Title: Insect and Other Arthropod-Associated Fungi

Authors
item Benjamin, R - RANCHO SANTA ANA, CA
item Blackwell, M - LOUISIANA ST. UNIVERSITY
item Chapela, I - UNIV CALIFORNIA, BERKLEY
item Humber, Richard
item Jones, K - LOUISIANA ST UNIV
item Klepzig, K - USDA-FS, PINEVILLE, LA
item Lichtwardt, R - UNIVERSITY KANSAS
item Malloch, D - UNIVERSITY OF TORONTO
item Spatafora, J - OREGON ST UNIVERSITY
item Weir, A - SYRACUSE UNIVERSITY

Submitted to: Book Chapter
Publication Type: Book / Chapter
Publication Acceptance Date: October 30, 2004
Publication Date: December 5, 2004
Citation: Benjamin, R.K., Blackwell, M., Chapela, I.H., Humber, R.A., Jones, K.G., Klepzig, K.D., Lichtwardt, R.W., Malloch, D., Spatafora, J.W., Weir, A. 2004. Insect- and other arthropod-associated fungi. In: Mueller, G.M., Bills, G.F., Foster, M. S., editors. Biodiversity of Fungi: Inventory and Monitoring Methods. Burlington, MA: Elsevier Academic Press. Chapter 18, pp. 395-434.
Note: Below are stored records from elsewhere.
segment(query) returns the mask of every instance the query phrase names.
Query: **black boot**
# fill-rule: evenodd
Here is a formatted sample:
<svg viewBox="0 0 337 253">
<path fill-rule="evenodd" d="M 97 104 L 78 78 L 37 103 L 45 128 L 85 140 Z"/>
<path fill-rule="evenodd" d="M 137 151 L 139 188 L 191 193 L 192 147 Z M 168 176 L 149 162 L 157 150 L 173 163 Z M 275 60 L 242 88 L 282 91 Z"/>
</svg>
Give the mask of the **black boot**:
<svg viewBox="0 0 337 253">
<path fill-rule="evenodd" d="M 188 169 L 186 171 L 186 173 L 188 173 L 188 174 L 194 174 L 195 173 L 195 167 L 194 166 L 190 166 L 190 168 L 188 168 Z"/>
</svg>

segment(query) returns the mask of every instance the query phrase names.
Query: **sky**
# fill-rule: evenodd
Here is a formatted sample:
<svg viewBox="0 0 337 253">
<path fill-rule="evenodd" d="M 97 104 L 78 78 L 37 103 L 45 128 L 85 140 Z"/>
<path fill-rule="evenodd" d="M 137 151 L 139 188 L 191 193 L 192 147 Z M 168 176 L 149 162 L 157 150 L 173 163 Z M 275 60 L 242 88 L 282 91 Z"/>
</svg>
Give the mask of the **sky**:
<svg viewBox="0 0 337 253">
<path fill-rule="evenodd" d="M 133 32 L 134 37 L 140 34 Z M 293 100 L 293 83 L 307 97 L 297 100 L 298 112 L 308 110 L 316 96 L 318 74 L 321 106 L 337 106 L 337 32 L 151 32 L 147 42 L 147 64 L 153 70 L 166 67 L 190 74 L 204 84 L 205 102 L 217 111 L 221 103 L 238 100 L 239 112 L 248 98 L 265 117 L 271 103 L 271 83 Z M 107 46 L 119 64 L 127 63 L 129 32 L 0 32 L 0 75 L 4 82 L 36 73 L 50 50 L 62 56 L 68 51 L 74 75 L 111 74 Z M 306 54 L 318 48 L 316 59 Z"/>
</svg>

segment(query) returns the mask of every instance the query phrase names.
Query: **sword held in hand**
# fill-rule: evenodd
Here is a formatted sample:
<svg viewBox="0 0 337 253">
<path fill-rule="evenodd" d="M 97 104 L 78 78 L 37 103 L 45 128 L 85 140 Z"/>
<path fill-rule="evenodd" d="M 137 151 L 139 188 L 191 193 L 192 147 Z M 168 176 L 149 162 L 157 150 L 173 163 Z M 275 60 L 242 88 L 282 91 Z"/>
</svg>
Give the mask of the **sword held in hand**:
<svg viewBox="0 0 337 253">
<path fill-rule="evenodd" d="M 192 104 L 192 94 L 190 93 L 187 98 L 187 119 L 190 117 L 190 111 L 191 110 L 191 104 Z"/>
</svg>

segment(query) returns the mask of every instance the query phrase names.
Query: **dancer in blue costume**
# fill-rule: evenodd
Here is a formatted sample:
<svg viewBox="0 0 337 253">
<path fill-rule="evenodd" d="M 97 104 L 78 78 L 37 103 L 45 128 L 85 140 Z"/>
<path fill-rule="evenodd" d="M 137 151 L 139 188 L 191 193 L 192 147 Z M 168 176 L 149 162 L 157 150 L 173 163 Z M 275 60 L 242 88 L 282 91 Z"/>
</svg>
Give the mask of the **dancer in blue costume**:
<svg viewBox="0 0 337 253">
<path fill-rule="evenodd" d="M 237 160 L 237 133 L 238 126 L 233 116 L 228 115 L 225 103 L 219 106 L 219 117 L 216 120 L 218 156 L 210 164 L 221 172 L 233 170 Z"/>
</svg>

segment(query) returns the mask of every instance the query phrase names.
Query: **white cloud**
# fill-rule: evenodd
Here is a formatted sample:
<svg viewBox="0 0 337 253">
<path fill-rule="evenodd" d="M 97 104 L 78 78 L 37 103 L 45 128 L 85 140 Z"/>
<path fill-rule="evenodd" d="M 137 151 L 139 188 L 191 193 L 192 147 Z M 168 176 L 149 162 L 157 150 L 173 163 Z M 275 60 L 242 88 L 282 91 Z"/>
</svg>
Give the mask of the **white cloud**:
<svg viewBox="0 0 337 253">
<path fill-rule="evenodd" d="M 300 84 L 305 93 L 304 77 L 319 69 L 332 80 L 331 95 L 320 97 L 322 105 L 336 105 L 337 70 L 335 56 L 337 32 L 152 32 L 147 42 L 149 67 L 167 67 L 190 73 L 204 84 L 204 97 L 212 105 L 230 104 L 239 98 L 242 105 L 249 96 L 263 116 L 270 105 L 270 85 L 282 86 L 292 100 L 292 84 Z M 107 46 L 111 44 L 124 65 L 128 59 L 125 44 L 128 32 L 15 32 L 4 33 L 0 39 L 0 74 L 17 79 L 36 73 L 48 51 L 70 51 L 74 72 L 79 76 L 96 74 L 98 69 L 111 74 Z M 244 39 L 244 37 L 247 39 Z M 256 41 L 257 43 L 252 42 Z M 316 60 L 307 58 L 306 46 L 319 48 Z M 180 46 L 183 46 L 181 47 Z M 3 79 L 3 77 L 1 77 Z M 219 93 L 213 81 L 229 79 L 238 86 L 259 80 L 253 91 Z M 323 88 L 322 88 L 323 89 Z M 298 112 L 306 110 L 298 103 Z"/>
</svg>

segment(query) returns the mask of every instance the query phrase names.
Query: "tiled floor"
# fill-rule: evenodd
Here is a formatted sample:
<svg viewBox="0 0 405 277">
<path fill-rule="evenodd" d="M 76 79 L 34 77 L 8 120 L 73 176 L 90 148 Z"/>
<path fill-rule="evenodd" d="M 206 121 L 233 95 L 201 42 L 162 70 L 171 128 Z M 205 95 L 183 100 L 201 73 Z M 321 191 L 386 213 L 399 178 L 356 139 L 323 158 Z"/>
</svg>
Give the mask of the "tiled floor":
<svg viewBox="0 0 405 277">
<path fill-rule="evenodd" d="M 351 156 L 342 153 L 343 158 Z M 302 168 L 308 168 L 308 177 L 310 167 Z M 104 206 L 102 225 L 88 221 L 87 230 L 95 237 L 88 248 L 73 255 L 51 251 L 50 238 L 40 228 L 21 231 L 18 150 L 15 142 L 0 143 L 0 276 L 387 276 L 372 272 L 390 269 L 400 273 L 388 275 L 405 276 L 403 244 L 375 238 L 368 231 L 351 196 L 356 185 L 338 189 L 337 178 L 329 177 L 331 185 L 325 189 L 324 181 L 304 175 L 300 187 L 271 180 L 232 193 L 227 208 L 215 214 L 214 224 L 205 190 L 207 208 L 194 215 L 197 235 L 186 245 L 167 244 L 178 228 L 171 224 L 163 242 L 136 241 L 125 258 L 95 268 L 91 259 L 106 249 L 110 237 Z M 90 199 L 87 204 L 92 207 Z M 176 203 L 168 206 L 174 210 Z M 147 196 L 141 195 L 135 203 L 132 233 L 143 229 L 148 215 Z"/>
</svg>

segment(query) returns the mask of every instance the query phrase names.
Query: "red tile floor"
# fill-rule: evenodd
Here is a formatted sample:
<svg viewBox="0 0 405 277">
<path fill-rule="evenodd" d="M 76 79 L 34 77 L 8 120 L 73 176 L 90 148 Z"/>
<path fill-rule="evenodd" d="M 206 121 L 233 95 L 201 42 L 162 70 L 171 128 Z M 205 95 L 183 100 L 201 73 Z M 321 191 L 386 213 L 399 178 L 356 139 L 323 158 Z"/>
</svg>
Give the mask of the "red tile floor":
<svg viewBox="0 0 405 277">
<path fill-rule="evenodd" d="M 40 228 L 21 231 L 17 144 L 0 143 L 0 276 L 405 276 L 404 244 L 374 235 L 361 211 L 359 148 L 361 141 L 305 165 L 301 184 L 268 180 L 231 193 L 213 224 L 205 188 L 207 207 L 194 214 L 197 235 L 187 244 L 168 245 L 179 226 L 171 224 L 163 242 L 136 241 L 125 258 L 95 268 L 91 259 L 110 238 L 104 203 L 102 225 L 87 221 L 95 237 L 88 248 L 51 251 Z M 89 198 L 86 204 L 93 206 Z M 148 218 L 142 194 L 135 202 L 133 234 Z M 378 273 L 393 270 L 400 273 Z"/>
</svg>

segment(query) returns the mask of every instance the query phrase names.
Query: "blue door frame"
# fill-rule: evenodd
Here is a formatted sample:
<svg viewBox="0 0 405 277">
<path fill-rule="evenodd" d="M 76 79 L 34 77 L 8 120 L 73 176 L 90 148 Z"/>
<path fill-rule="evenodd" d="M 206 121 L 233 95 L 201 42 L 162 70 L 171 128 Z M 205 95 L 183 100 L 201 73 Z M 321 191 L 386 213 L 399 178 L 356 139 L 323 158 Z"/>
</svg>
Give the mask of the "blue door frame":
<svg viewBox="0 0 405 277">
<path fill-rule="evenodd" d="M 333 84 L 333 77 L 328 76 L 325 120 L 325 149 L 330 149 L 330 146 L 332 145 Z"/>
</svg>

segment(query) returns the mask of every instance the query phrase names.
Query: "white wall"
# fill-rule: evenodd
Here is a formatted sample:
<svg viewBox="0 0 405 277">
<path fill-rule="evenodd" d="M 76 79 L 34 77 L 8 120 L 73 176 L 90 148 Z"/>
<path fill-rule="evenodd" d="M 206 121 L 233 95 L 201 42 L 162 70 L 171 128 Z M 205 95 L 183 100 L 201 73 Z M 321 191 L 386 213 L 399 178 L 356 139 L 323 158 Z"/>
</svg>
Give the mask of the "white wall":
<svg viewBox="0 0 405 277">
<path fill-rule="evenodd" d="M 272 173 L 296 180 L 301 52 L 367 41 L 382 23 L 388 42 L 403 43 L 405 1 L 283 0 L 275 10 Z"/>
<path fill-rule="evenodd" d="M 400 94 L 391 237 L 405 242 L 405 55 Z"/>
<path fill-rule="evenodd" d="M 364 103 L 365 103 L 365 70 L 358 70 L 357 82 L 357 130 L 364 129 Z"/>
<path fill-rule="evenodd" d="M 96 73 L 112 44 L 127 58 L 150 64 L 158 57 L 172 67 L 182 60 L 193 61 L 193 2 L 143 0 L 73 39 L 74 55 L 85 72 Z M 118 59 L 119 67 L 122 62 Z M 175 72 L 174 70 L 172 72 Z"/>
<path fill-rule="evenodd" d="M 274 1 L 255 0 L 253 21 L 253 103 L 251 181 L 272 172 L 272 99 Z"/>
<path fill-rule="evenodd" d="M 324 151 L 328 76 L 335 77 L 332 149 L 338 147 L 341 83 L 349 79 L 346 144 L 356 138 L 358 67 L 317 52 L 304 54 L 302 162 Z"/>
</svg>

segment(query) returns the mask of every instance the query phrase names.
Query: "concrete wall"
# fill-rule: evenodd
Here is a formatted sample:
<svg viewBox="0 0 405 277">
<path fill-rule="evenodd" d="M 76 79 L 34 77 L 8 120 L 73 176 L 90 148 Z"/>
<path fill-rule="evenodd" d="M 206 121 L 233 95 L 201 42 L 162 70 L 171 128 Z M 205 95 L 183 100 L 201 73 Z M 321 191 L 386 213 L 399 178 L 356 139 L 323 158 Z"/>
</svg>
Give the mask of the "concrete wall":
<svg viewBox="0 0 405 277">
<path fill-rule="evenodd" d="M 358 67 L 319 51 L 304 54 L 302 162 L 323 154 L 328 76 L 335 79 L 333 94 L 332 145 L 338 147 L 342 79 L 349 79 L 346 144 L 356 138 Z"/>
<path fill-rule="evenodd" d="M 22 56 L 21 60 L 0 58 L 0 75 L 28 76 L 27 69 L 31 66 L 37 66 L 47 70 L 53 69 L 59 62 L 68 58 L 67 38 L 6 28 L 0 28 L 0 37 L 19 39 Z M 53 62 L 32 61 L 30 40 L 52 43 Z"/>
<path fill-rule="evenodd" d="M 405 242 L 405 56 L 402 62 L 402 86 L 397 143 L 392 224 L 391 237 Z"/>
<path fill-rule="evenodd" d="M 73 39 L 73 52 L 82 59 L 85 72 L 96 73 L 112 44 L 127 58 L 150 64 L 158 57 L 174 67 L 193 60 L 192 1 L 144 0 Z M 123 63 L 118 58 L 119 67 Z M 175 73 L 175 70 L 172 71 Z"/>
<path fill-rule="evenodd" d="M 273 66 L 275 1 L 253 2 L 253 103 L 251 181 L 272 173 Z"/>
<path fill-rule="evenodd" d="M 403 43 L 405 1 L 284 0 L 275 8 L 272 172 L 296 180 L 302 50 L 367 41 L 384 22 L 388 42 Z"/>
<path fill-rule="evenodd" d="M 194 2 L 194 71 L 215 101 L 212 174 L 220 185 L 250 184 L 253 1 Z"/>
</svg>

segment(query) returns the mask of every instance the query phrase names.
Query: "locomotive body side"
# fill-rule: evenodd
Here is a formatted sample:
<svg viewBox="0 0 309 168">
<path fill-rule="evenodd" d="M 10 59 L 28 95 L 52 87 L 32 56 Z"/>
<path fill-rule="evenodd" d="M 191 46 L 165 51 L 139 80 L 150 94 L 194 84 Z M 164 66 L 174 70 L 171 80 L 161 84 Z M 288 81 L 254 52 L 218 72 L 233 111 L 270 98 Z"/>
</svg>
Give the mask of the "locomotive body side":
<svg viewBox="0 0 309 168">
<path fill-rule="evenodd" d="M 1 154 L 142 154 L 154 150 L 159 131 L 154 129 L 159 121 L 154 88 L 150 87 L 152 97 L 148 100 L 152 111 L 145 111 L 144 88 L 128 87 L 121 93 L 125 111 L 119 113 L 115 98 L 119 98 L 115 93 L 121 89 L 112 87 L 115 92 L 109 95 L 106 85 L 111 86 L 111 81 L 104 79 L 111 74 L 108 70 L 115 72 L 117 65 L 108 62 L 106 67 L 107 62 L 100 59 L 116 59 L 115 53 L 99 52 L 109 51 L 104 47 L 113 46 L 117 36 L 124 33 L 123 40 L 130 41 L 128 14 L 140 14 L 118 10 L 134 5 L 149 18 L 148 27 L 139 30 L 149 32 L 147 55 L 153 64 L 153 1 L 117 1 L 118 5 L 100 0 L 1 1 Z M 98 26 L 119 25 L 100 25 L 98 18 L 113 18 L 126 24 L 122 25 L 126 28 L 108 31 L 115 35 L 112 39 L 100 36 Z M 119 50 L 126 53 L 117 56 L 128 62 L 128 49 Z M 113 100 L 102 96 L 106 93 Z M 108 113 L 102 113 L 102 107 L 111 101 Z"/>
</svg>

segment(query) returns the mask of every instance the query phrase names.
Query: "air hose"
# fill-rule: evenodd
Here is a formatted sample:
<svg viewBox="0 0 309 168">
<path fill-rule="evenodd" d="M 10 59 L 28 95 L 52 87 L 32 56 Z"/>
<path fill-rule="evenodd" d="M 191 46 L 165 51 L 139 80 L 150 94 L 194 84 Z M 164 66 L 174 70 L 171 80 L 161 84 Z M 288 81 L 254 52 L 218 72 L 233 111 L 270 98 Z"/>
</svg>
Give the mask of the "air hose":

Technical Abstract: This chapter presents approaches and methods for finding, collecting, handling, culturing, and preserving the vast range of fungi associated with insects and other arthropods as pathogens, parasites, symbionts, commensals, and even as specifically cultured foodstuffs. The information is organized into a presentation of common sampling techniques and of separate treatments of more specialized techniques for fungi that are necrotrophic parasites living on insect cadavers, biotrophic parasites that grow on (and in) living arthropod hosts, fungi providing either food or digestive enzymes for their insect associates (including the fungal gardens maintained by many social insects), and fungi having specialized relationships with arthropods that assure the dispersal of fungal spores. Special emphasis is given in all sections of the chapter to provide methodologies (especially those dealing with specimen preparation and preservation) that are necessary to complete credible studies on biodiversity since comparatively few formal studies to characterize the biodiversity of fungi associated with insects and other arthropods have been conducted, and because virtually nothing is known of the local biodiversity of these fungi for most countries and regions of the world.